In [1]:
# Data Handling
import pandas as pd
import numpy as np

# Generic
from collections import defaultdict
from tqdm.auto import tqdm

# Data Visualization
import matplotlib.pyplot as plt 

# Reinforcement Learning
import gym
from data.data_gen import DataGenerator
from Environment.tiles3 import IHT, tiles

# Custom Modules
from Environment.market_making import MarketMakerEnv

# suppress warnings
import warnings
warnings.filterwarnings("ignore")

# Set the seed for reproducibility
SEED = 42
np.random.seed(SEED)

## Setup the training environment

In [2]:
lob_data = DataGenerator._generator('data/lob.csv', levels=1)
lob_data = lob_data.head(3000).values

In [3]:
# Create the environment
env = MarketMakerEnv(lob_data, 2500)
initial_state = env.reset()
display(initial_state)

array([ 2.23990000e+02,  1.00000000e+02,  2.23750000e+02,  7.40000000e+01,
        2.23870000e+02,  2.40000000e-01, -5.00000000e-03, -1.49425287e-01,
       -2.60000000e+01, -2.23338917e-05,  2.40100065e-05,  4.16666667e+01])

In [4]:
# Tile coding parameters
num_tilings = 8
tile_width = 8
iht_size = 4096  # Size of the index hash table

# Create the index hash table (IHT)
iht = IHT(iht_size)

def get_tile_coding(state, num_tilings, tile_width):
    scaled_state = [state[i] * tile_width for i in range(len(state))]
    tile_indices = tiles(iht, num_tilings, scaled_state)
    return tile_indices


In [5]:
alpha = 1e-2 / num_tilings  # Learning rate
gamma = 0.99  # Discount factor
lmbda = 0.9  # Trace decay parameter
epsilon = 0.1  # Exploration rate
num_episodes = 500  # Number of episodes for training


In [6]:
num_actions = env.action_space.n
weights = np.zeros(iht_size)
eligibility_trace = np.zeros(iht_size)

def get_q_value(state, action):
    tile_indices = get_tile_coding(state + [action], num_tilings, tile_width)
    q_value = np.sum(weights[tile_indices])
    return q_value, tile_indices

def select_action(state):
    if np.random.random() < epsilon:
        return env.action_space.sample()  # Explore
    else:
        q_values = [get_q_value(state, action)[0] for action in range(num_actions)]
        return np.argmax(q_values)  # Exploit


In [7]:
for episode in tqdm(range(num_episodes)):
    state = env.reset()
    done = False
    total_reward = 0

    # Select the initial action using the epsilon-greedy policy
    action = select_action(state)

    while not done:
        next_state, reward, done, info = env.step(action)
        next_action = select_action(next_state)
        
        # Get Q-value and tile indices for the current state-action pair
        q_value, tile_indices = get_q_value(state, action)
        
        # Get Q-value for the next state-action pair
        next_q_value, _ = get_q_value(next_state, next_action)

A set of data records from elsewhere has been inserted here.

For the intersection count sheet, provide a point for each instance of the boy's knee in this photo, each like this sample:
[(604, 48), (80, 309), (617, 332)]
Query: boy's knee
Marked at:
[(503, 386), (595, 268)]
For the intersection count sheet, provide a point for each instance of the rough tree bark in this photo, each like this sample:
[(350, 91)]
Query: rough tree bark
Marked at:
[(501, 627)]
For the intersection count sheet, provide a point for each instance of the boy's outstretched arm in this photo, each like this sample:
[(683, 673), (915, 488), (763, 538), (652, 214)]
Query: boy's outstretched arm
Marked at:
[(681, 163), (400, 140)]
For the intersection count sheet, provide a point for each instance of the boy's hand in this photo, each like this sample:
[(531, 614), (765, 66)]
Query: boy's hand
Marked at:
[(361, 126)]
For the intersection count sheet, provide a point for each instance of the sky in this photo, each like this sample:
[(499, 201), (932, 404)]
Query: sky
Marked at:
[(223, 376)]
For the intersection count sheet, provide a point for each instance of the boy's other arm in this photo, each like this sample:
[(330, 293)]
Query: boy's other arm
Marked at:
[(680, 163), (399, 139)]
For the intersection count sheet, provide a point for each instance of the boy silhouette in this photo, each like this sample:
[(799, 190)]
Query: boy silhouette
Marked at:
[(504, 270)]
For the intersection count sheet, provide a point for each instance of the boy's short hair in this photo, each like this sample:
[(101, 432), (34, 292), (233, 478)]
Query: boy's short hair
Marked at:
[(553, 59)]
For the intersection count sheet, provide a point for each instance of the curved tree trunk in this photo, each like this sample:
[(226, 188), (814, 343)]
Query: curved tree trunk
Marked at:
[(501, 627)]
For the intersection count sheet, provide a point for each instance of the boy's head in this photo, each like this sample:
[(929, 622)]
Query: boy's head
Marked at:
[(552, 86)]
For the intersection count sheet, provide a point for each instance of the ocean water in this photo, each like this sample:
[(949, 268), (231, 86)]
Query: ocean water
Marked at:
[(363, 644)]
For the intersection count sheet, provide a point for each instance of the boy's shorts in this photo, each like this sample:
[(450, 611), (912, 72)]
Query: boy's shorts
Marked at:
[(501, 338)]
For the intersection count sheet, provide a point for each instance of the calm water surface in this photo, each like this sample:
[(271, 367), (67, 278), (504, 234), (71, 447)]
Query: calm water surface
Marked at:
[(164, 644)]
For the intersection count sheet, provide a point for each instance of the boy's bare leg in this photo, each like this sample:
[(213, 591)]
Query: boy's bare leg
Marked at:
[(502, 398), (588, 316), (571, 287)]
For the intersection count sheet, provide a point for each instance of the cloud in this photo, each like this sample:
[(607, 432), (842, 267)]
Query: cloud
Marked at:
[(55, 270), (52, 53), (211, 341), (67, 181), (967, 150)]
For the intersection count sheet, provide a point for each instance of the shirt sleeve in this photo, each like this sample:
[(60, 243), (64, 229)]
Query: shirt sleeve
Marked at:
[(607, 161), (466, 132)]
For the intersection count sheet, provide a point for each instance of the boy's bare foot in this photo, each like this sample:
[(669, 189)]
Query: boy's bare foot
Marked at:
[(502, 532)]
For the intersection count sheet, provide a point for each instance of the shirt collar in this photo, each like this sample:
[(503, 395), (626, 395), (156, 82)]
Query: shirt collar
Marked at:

        # Calculate the TD error
        td_error = reward + gamma * next_q_value - q_value

        # Update eligibility traces
        eligibility_trace *= gamma * lmbda
        eligibility_trace[tile_indices] += 1

        # Update weights using TD error and eligibility traces
        weights += alpha * td_error * eligibility_trace

        # Move to the next state and action
        state = next_state
        action = next_action
        total_reward += reward

    # Decay epsilon after each episode for exploration-exploitation balance
    epsilon = max(0.01, epsilon * 0.995)

    if episode % 100 == 0:
        print(f"Episode {episode}, Total Reward: {total_reward}")

  0%|          | 0/500 [00:00<?, ?it/s]

Episode 0, Total Reward: -1306219.3899987824
Episode 100, Total Reward: -502965.5499995865
Episode 200, Total Reward: -542114.6699995514
Episode 300, Total Reward: -135729.67999997275
Episode 400, Total Reward: -595848.2899994311


In [9]:
epsilon = 0  # No exploration, only exploitation
state = env.reset()
done = False
total_reward = 0

while not done:
    action = select_action(state)
    state, reward, done, info = env.step(action)
    total_reward += reward

print(f"Total Reward: {total_reward}")

Total Reward: -170648.96499983507